Immediate and long-term results of percutaneous Inoue balloon mitral commissurotomy with use of a simple height-derived balloon sizing method for the stepwise dilation technique

Mayo Clin Proc. 1996 Jun;71(6):556-63. doi: 10.4065/71.6.556.

Abstract

Objective: To assess the short- and long-term efficacy of Inoue balloon percutaneous transvenous mitral commissurotomy (PTMC) with use of our simple balloon sizing method based on patient height.

Design: Data from 105 consecutive patients with symptomatic mitral stenosis who underwent 107 PTMC procedures between October 1991 and April 1995 at our hospital were analyzed.

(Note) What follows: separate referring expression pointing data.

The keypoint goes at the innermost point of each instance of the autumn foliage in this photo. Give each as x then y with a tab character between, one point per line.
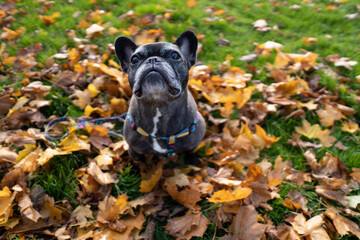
233	186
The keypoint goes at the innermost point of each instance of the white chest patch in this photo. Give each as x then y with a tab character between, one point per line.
156	145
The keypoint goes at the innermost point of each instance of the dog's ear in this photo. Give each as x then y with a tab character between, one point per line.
124	48
187	42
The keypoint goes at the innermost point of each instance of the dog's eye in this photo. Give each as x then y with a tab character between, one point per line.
174	55
135	59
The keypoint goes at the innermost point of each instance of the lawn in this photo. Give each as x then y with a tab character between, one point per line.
277	82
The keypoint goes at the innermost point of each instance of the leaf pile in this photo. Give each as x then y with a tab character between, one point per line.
237	184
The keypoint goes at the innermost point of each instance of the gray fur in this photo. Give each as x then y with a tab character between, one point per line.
160	84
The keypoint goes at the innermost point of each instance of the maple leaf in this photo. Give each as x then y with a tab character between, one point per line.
6	199
188	226
342	224
50	19
150	180
27	158
101	177
296	201
329	115
27	209
191	3
350	127
110	208
224	196
49	210
81	214
49	153
187	197
245	224
94	30
6	103
261	139
74	143
311	228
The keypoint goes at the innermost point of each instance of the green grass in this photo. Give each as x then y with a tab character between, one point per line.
58	179
129	183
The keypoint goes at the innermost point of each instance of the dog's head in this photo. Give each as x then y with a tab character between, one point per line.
158	72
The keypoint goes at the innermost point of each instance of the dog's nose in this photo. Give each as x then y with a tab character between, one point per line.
153	60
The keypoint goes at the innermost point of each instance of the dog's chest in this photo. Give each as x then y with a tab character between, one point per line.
156	145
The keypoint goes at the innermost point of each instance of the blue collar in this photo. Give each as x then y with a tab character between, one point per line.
170	140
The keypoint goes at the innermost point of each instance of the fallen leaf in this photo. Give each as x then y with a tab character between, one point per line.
329	115
81	214
350	127
245	224
311	228
6	205
223	196
188	226
110	208
342	224
101	177
27	209
150	180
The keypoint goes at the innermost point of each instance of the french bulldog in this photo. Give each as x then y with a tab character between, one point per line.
162	116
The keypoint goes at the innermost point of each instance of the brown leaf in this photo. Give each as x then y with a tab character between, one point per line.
150	180
6	103
188	226
110	208
329	193
101	177
81	214
187	197
245	225
6	204
27	209
329	115
311	228
342	224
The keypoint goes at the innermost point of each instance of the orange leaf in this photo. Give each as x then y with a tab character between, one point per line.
155	175
223	196
350	127
6	199
190	3
307	130
188	226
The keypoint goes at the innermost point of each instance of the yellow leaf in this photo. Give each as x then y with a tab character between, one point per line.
48	154
93	90
28	162
9	61
191	3
89	110
147	185
23	153
329	115
309	40
6	199
73	143
307	130
350	127
224	196
121	201
325	139
264	140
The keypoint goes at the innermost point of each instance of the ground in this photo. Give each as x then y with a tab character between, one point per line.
276	81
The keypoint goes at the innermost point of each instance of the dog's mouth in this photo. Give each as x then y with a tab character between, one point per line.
154	82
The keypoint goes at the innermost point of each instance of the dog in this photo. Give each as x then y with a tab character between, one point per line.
162	117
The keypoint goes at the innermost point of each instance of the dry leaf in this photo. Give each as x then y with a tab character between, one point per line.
188	226
311	228
245	225
150	180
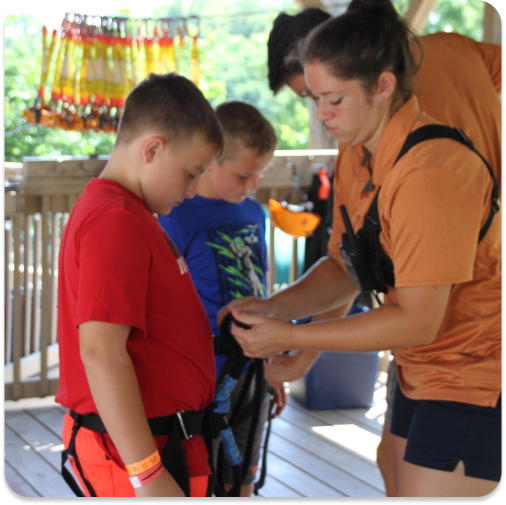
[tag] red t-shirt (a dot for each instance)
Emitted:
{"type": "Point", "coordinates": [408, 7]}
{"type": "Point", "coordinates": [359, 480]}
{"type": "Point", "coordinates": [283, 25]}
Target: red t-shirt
{"type": "Point", "coordinates": [117, 265]}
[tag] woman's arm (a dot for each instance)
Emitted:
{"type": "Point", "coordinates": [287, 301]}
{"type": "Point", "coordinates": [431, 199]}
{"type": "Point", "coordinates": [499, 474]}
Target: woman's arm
{"type": "Point", "coordinates": [325, 286]}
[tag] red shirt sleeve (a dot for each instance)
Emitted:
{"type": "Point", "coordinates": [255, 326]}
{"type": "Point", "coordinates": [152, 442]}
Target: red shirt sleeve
{"type": "Point", "coordinates": [114, 255]}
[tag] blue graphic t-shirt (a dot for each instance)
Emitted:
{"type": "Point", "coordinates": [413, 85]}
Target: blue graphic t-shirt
{"type": "Point", "coordinates": [224, 247]}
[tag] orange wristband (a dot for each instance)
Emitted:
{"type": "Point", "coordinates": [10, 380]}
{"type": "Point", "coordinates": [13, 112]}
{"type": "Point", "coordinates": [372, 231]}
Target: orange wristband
{"type": "Point", "coordinates": [145, 464]}
{"type": "Point", "coordinates": [143, 478]}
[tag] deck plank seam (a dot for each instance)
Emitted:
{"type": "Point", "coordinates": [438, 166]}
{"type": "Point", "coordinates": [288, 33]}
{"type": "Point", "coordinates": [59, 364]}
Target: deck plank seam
{"type": "Point", "coordinates": [333, 464]}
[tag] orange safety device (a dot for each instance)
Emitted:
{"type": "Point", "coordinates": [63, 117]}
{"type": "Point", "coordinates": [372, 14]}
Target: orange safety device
{"type": "Point", "coordinates": [293, 219]}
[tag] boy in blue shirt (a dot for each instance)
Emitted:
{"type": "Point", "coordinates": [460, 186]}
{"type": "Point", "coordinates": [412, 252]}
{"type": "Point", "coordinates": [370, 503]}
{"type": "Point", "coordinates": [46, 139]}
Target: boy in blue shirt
{"type": "Point", "coordinates": [221, 235]}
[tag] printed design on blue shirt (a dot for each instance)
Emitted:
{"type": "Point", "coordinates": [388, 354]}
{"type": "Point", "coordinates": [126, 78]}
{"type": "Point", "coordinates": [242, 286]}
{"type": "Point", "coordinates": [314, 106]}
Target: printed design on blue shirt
{"type": "Point", "coordinates": [179, 257]}
{"type": "Point", "coordinates": [238, 254]}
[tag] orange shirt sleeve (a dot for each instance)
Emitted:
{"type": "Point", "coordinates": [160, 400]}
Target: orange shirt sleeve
{"type": "Point", "coordinates": [434, 219]}
{"type": "Point", "coordinates": [343, 163]}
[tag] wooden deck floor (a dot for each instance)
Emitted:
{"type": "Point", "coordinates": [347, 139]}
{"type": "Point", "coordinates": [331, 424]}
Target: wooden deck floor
{"type": "Point", "coordinates": [312, 453]}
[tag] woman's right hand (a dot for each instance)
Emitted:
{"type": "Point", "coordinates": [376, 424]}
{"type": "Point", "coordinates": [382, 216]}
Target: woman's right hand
{"type": "Point", "coordinates": [248, 304]}
{"type": "Point", "coordinates": [163, 486]}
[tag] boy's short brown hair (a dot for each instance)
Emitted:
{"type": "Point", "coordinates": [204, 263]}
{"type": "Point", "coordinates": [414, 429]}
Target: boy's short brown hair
{"type": "Point", "coordinates": [244, 125]}
{"type": "Point", "coordinates": [171, 106]}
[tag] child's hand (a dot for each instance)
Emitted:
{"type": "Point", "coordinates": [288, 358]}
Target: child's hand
{"type": "Point", "coordinates": [268, 335]}
{"type": "Point", "coordinates": [163, 486]}
{"type": "Point", "coordinates": [285, 368]}
{"type": "Point", "coordinates": [248, 304]}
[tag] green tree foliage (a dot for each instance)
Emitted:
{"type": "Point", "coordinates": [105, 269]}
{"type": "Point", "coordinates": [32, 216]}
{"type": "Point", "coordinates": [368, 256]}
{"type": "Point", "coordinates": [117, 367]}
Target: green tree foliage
{"type": "Point", "coordinates": [233, 64]}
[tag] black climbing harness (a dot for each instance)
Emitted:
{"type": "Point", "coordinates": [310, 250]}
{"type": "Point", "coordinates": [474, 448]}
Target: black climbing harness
{"type": "Point", "coordinates": [179, 426]}
{"type": "Point", "coordinates": [222, 425]}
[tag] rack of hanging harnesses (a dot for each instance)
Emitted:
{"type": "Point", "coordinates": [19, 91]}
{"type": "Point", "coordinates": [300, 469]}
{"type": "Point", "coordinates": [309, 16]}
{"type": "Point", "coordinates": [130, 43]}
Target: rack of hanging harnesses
{"type": "Point", "coordinates": [221, 421]}
{"type": "Point", "coordinates": [91, 62]}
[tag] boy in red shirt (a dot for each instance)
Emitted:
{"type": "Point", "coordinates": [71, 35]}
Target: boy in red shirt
{"type": "Point", "coordinates": [136, 353]}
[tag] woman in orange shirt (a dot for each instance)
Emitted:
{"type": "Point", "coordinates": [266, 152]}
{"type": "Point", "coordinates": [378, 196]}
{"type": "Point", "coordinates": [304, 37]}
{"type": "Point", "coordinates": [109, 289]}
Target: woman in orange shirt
{"type": "Point", "coordinates": [442, 311]}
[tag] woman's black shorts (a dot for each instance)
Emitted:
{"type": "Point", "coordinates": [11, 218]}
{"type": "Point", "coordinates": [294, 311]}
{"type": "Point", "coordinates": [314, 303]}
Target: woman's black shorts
{"type": "Point", "coordinates": [440, 434]}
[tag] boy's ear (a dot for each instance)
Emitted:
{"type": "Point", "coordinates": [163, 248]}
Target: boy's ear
{"type": "Point", "coordinates": [152, 148]}
{"type": "Point", "coordinates": [213, 166]}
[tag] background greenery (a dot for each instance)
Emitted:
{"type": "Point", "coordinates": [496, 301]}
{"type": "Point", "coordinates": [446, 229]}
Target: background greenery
{"type": "Point", "coordinates": [233, 63]}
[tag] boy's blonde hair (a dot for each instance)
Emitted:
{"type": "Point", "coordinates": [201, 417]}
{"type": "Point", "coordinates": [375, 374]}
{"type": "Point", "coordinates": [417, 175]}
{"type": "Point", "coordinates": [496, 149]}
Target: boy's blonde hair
{"type": "Point", "coordinates": [174, 108]}
{"type": "Point", "coordinates": [244, 126]}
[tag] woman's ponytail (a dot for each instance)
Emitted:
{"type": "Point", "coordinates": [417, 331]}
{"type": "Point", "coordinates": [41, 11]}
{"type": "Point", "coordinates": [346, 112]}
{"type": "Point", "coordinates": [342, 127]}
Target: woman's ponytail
{"type": "Point", "coordinates": [368, 39]}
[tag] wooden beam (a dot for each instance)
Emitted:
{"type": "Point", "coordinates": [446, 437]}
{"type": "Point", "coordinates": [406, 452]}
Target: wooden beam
{"type": "Point", "coordinates": [492, 23]}
{"type": "Point", "coordinates": [418, 13]}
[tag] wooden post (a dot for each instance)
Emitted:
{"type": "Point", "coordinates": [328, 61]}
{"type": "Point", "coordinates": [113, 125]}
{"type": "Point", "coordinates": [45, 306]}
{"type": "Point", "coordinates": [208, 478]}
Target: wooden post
{"type": "Point", "coordinates": [27, 295]}
{"type": "Point", "coordinates": [55, 242]}
{"type": "Point", "coordinates": [37, 232]}
{"type": "Point", "coordinates": [45, 334]}
{"type": "Point", "coordinates": [8, 224]}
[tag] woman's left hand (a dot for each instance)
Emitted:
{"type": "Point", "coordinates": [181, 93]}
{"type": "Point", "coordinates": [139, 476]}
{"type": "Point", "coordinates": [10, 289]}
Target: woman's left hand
{"type": "Point", "coordinates": [278, 402]}
{"type": "Point", "coordinates": [268, 335]}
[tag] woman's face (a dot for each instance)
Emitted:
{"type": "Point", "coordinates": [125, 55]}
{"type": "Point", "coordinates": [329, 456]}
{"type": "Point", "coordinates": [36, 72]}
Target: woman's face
{"type": "Point", "coordinates": [352, 115]}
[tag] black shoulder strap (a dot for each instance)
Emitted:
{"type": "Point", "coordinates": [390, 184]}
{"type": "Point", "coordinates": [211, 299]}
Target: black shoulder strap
{"type": "Point", "coordinates": [440, 131]}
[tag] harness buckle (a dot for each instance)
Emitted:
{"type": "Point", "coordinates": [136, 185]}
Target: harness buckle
{"type": "Point", "coordinates": [179, 415]}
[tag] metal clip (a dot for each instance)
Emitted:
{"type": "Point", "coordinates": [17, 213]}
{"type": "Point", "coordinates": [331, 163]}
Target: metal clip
{"type": "Point", "coordinates": [181, 422]}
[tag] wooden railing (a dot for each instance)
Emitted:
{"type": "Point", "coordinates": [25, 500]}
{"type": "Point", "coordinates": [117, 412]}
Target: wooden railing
{"type": "Point", "coordinates": [38, 197]}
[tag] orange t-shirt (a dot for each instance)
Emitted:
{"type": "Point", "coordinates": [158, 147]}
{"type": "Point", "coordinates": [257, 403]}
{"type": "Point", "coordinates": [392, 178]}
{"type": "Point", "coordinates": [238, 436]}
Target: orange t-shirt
{"type": "Point", "coordinates": [432, 205]}
{"type": "Point", "coordinates": [458, 84]}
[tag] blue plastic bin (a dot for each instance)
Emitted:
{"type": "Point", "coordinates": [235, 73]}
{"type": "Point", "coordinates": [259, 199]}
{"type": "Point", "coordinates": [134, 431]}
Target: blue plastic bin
{"type": "Point", "coordinates": [338, 380]}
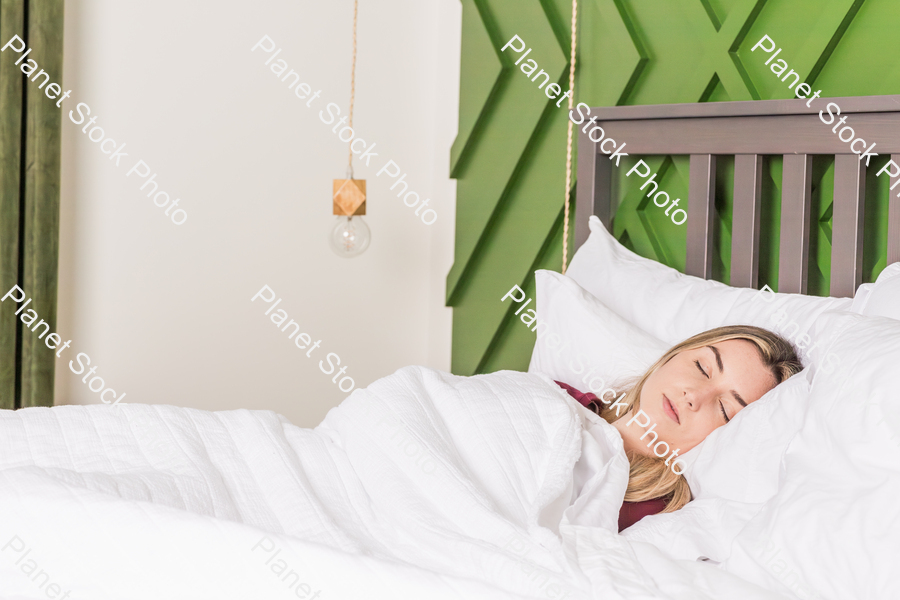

Results: All PTMC procedures were successfully completed with no instances of cardiac perforation, systemic embolism, severe mitral regurgitation (grade 3 or more angiographically), or death. The mean mitral valve area increased from 0.8 +/- 0.2 cm2 to 1.7 +/- 0.4 cm2 (P = 0.0001), as assessed echocardiographically. Optimal results -- defined as an improvement in valve area of 50% or more or a final valve area of 1.5 cm2 or more without significant mitral regurgitation (an increase in mitral regurgitation of two or more grades or a final regurgitation of grade 3 or more) -- were obtained in 96% of patients. At a mean follow-up interval of 20 months, symptomatic benefit was maintained in 97% of patients. Echocardiographic evidence of restenosis (loss of more than 50% initial gain in valve area, a valve area of less than 1.5 cm2, or both) was noted in 9.8%.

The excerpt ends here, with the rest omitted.